On distance sets of high-dimensional sets

In geometric measure theory, Falconer's conjecture, named after Kenneth Falconer, is an unsolved problem concerning the sets of Euclidean distances between points in compact $d$-dimensional spaces. Intuitively, it states that a set of points that is large in its Hausdorff dimension must determine a set of distances that is large in measure. More precisely, if $S$ is a compact set of points in $d$-dimensional Euclidean space whose Hausdorff dimension is strictly greater than $d/2$, then the conjecture states that the set of distances between pairs of points in $S$ must have nonzero Lebesgue measure.

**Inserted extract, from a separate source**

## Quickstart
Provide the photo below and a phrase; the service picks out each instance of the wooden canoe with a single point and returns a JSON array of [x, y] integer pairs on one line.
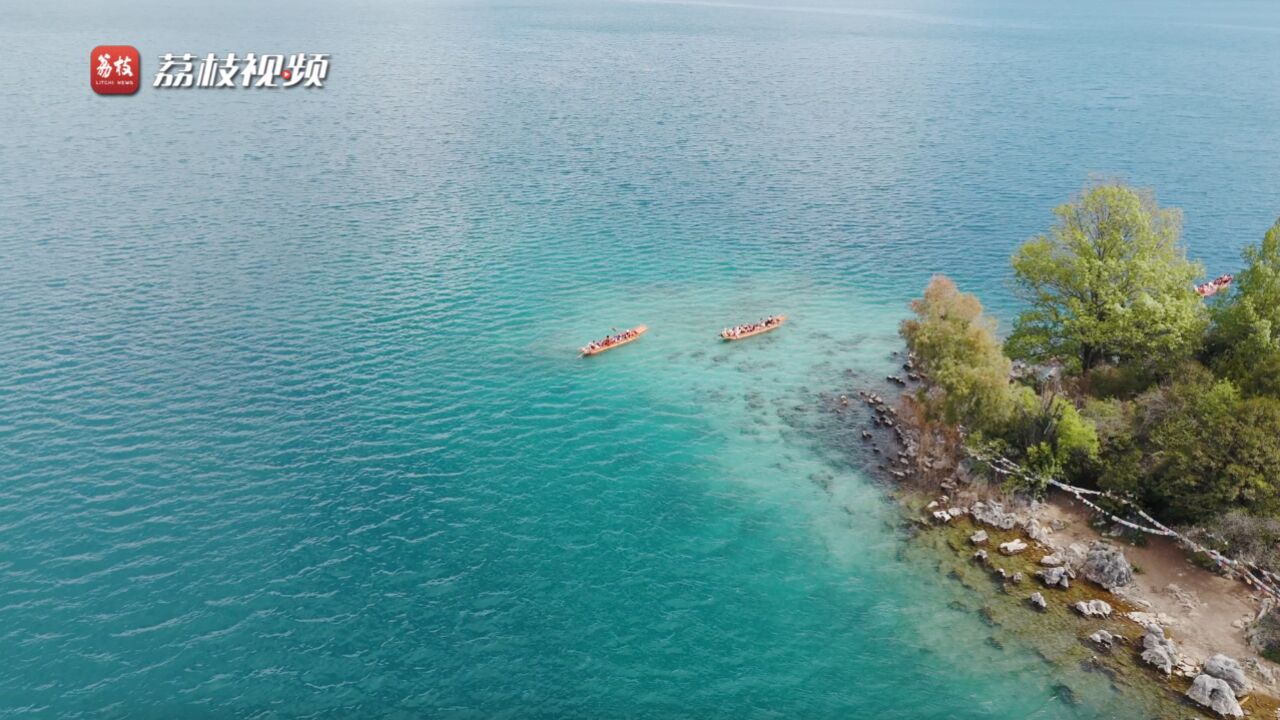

==Formulation and motivation==
Falconer (1985) proved that Borel sets with Hausdorff dimension greater than $(d+1)/2$ have distance sets with nonzero measure. He motivated this result as a multidimensional generalization of the Steinhaus theorem, a previous result of Hugo Steinhaus proving that every set of real numbers with nonzero measure must have a difference set that contains an interval of the form $(-\varepsilon,\varepsilon)$ for some $\varepsilon>0$. It may also be seen as a continuous analogue of the Erdős distinct distances problem, which states that large finite sets of points must have large numbers of distinct distances.

Based on this result, Falconer's conjecture states that if $S$ is a compact set of points in $d$-dimensional Euclidean space whose Hausdorff dimension is strictly greater than $d/2$, then the set of distances between pairs of points in $S$ must have nonzero Lebesgue measure. That is, the threshold dimension of $(d+1)/2$ from Falconer's result can be reduced to $d/2$, while restricting the class of sets in the result to compact sets rather than Borel sets.

==Partial results==
Erdoğan (2005) proved that compact sets of points whose Hausdorff dimension is greater than $\tfrac{d}{2} + \tfrac{1}{3}$ have distance sets with nonzero measure; for large values of $d$ this approximates the threshold on Hausdorff dimension given by the Falconer conjecture. For points in the Euclidean plane, Borel sets of Hausdorff dimension greater than 5/4 (or $\tfrac{d}{2} + \tfrac{1}{4}$ with $d=2$) have distance sets with nonzero measure and, more strongly, they have a point such that the Lebesgue measure of the distances from the set to this point is positive. For $d>3$ the best known bound is $\tfrac{d}{2} + \tfrac{1}{4}-\tfrac{1}{8d+4}$ according to a preprint by Du, Ou, Ren and Zhang

A variant of Falconer's conjecture states that, for points in the plane, a compact set whose Hausdorff dimension is greater than or equal to one must have a distance set of Hausdorff dimension one. As a partial result in this direction, the existence of a distance set of Hausdorff dimension one follows for sets of Hausdorff dimension greater than 5/4, from the results on measure. Another partial result is that a compact planar set with Hausdorff dimension at least one, the distance set must have Hausdorff dimension at least 1/2.

==Related conjectures==
Proving a bound strictly greater than 1/2 for the dimension of the distance set in the case of compact planar sets with Hausdorff dimension at least one would be equivalent to resolving several other unsolved conjectures. These include a conjecture of Paul Erdős on the existence of Borel subrings of the real numbers with fractional Hausdorff dimension, and a variant of the Kakeya set problem on the Hausdorff dimension of sets such that, for every possible direction, there is a line segment whose intersection with the set has high Hausdorff dimension.
These conjectures were solved by Bourgain.

==Other distance functions==
For non-Euclidean distance functions in the plane defined by polygonal norms, the analogue of the Falconer conjecture is false: there exist sets of Hausdorff dimension two whose distance sets have measure zero.